Integrating more digital platforms – blockchain, predictive analytics, big data and more – into the banking sector will enhance efficiency and therefore sharpen Egypt’s competitive edge. The country is currently ranked 94th overall out of 140 nations worldwide in the Global Competitiveness Index 2018 report, with the financial system representing a sweet spot; it is ranked 32nd worldwide. Leveraging these digital tools and others – automation, artificial intelligence (AI), the Internet of Things (IoT) – will enable this respectable rating to climb even higher in 2019. There is no reason Egypt cannot aspire and achieve the top spot on the league table of digital banking in the Middle East and North Africa (MENA).
Major progress is already underway. The government and the Central Bank of Egypt (CBE) are focusing extensively on enhancing the banking model, which includes the launch of a fund for innovation and investment in talents and startups worth EGP 1 billion (approximately $59 million). Plus, HSBC’s wider innovations – such as the bank’s first trade finance transaction on blockchain this year – are being explored to directly enhance Egypt’s banking transformation over the coming years. The latter, for example, can shorten the timeframe of such a transaction from ten days to just 24 hours, or less.

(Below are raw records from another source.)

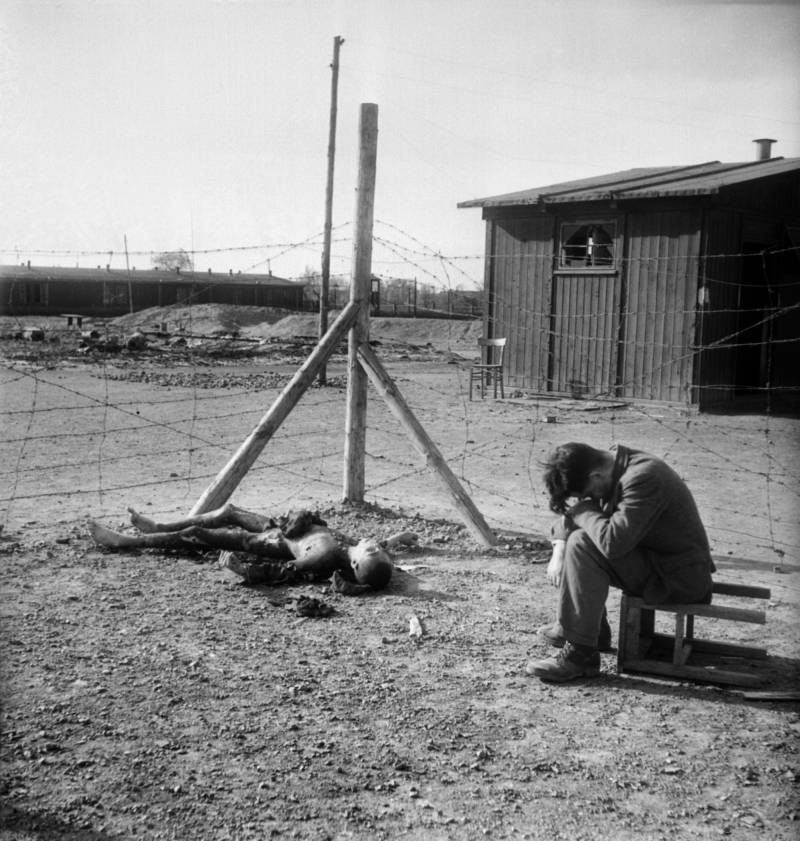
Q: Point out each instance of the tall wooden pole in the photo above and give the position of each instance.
(128, 270)
(356, 420)
(326, 247)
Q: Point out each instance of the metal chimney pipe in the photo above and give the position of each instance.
(764, 148)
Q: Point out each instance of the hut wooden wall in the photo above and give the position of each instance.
(715, 361)
(659, 304)
(520, 270)
(585, 332)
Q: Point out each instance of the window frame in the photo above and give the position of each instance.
(608, 223)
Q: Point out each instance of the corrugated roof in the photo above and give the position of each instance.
(59, 273)
(645, 182)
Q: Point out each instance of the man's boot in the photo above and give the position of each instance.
(572, 662)
(603, 640)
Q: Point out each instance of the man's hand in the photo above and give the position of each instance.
(556, 565)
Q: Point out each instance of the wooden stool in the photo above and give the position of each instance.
(643, 650)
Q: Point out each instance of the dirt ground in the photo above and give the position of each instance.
(149, 694)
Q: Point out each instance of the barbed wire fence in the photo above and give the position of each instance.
(88, 440)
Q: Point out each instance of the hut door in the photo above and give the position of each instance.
(584, 334)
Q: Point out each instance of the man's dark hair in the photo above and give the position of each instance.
(566, 472)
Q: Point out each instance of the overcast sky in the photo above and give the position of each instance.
(204, 125)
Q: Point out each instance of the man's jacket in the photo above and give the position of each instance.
(651, 512)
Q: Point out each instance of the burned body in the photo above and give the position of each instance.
(260, 549)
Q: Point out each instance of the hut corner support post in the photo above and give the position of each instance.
(385, 386)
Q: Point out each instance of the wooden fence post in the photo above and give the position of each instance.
(473, 519)
(356, 420)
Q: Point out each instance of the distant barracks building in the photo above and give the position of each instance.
(37, 290)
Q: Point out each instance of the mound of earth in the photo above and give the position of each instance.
(269, 323)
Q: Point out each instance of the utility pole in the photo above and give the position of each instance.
(326, 248)
(128, 269)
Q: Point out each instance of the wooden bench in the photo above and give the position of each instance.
(642, 650)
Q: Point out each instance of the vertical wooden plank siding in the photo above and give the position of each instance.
(659, 312)
(586, 313)
(521, 271)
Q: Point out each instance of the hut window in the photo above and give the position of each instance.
(587, 245)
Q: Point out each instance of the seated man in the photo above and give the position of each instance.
(296, 547)
(633, 524)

Collaborations within Egypt’s banking sector, including with FinTech companies and digital infrastructure specialists, are integral to accelerating progress. Reinventing the wheel would be time-consuming and far riskier than learning and leveraging existing templates. Working together means HSBC has been able to improve its offering quickly, such as offering consolidated payments so that all customers in Egypt can pay their bills – utilities for example – in one location. This saves customers having to visit multiple locations to manually cash their checks; an effort that is at odds with today’s fast-paced lifestyles.
The benefit of stronger communication channels in Egypt’s financial community is already paying dividends. The country’s near-term growth outlook is favorable, supported by a recovery in tourism and rising natural gas production. The current account deficit is expected to remain below 3% GDP and the public debt ratio is expected to decline markedly by 2023, according to the International Monetary Fund (IMF).
To sustain today’s rate of progress means addressing the need for more talent with vigor. Finding talent with both digital and banking expertise is a very tall order and becomes even more challenging as the number of emerging digital tools in the banking sphere rise. Blockchain has only emerged as part of the lingo in boardroom meetings in the last few years, for example. Today, staff must have digital fluency with multiple and ever-changing digital tools, rather than expertise in a single technology. This raises tough questions, such as: how to teach bankers digital fluency, or how to teach engineers banking expertise? Answering such questions is all part of the digital journey; together, we will keep pace.